Matt was dead asleep, sprawled across the bed, arms flung wide. Danny paused, felt a half-hearted smile tremble its way to his lips, then disappear into the darkness again.

It reminded him of when Matt was younger, just nineteen or twenty, when he’d go party and get drunk, pass out on someone’s floor or couch.

That had been so long ago now. It seemed worlds away as Danny stood there, contemplating.

He felt a bit like a creep, so he stepped into the room and closed the door behind him. He shuffled around in the dark, trying to make as little noise as possible. Matt’s breathing was easy, undisturbed.

Danny paused over the dresser, dropping his cufflinks into the little dish they put them in—his were always getting mixed up with Matt’s. Sometimes, they had mismatched ones for the game and didn’t notice until it was time to get changed.

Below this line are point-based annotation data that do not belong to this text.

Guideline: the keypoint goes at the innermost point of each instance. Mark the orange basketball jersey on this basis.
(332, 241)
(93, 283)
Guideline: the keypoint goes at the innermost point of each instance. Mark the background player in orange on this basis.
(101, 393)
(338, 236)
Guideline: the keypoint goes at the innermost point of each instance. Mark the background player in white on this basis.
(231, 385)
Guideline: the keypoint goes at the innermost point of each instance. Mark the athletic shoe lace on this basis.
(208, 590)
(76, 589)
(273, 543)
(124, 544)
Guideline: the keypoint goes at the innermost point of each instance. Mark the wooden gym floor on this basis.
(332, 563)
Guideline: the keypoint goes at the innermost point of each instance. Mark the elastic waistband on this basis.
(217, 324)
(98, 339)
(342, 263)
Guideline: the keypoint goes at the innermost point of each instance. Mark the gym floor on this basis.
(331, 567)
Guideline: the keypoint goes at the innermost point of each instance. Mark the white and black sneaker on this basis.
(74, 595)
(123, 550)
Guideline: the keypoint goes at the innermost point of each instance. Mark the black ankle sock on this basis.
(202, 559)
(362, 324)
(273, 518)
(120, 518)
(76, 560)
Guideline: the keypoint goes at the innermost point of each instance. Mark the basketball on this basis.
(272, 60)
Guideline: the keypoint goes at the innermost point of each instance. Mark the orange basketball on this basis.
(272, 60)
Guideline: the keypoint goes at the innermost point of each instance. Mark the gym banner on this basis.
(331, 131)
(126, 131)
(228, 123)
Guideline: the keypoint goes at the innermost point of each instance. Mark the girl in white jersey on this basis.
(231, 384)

He crawled into bed at last, jostling Matt as he did so. The alpha mumbled in his sleep, groaned, and rolled over. Danny settled down against the pillows, then laid there, staring up at the ceiling.

One thing he’d always loved about this bedroom was its lack of windows. Some people didn’t like that, but it made for total darkness. Danny had always found that preferable when trying to sleep. The moonlight, the starlight, the streetlamps, the headlights of racing cars tracking insanely across the ceiling—he hated that, found it distracting.

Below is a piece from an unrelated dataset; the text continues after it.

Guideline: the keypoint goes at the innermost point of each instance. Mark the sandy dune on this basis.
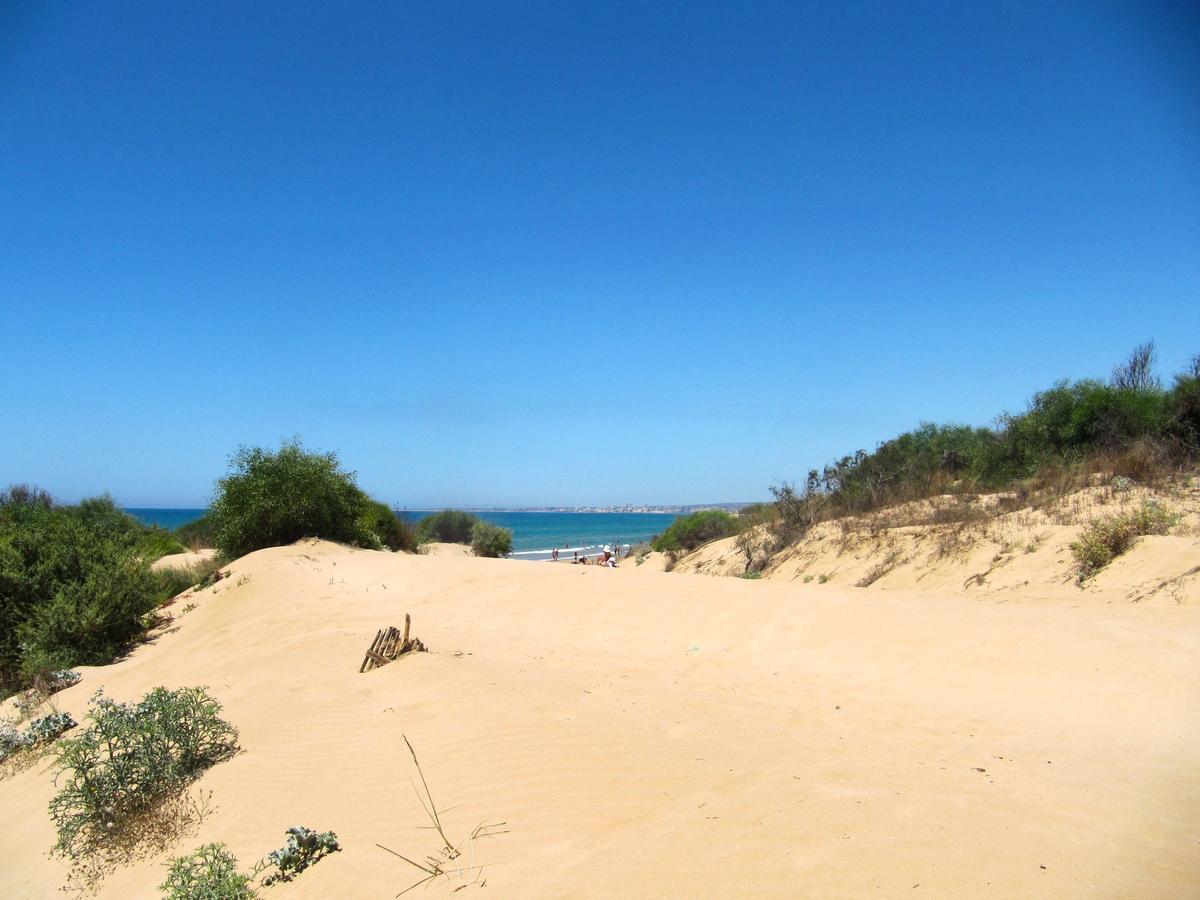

Now, however, he was wide awake with nothing but the darkness to distract him. There weren’t even any shadows; all was black.

Sebby had a kid. Sebastien Montclair. Of all people. He was only twenty-three, just a child really. Danny was thirty—old—and he couldn’t even fathom …

He glanced at Matt. He couldn’t see much in the dark, but he could hear the alpha snoring softly, feel the motion of the blankets with his breathing.

It felt like jealousy, but he had no idea what he had to be jealous about. So Sebby had fucked up and knocked someone up and now he had a kid. What was there to be jealous about? He had no idea.

He curled his hands into the blankets. It was a stupid feeling anyway. He rolled over.

There was nothing to be jealous about, not his stupid teammate with that stupid self-satisfied smile on his face, not with the tiny, doll-like creature in his arms, her tiny pink cap—

He dragged a pillow over his face. Fuck. He was jealous. So jealous. And that was the stupidest thing ever, because he didn’t even want kids.

He opened his eyes and stared into the darkness for a long while, waiting for sleep to overtake him.